The FIFA World Cup has seen ‘Paul the Octopus’ – the famous eight-limbed soothsayer. In this age of AI and machine learning, predicting a World Cup winner has become more refined. Take, for example, Achim Zeileis, Professor of Statistics, University of Innsbruck. He has used “machine learning algorithm and subsequent simulations are fueled by data, expert knowledge and statistical models” to predict the likely winner of the FIFA World Cup 2026 – the biggest edition of the marquee event so far.
What Was the Process Followed to Predict the Winner?
Achim Zeileis says his algorithm proceeds in two steps. “In the first, sophisticated statistical models and expert insight from bookmakers and transfer markets are combined to determine the strengths of all teams and their players. In the second step, a machine learning algorithm decides how to best combine the strength estimates with other information about the teams,” he wrote in The Independent.

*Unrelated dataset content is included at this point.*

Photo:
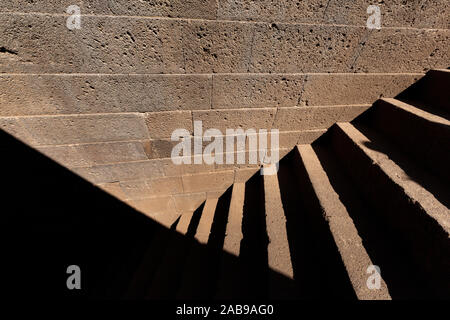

“We ran the simulation 100,000 times to determine the tournament’s most likely course. The results show that Spain is the favourite for the title with a winning probability of 14.5%, closely followed by England and France, each at 12.4%, and Germany at 11.2%.”
“Portugal and Argentina also have good chances of winning the title, at 8.9% and 8.2%, respectively.”
A Deep Dive
Zeileis says his algorithm took note of four variables.
“First, all national matches over the past eight years are the basis for a “retrospective” estimate of the teams’ strengths. Second, a “prospective” strength estimate is obtained from quoted odds of various international bookmakers, reflecting their expert opinions about the upcoming tournament,” he wrote further.
“Third, ratings of the individual players are produced based on their contributions to goals at the club and national levels. And finally, the current quality and future potential of the players are reflected in their expected market values. These are available from the Transfermarkt website, which uses a wisdom-of-the-crowd approach to estimate the unknown real market values.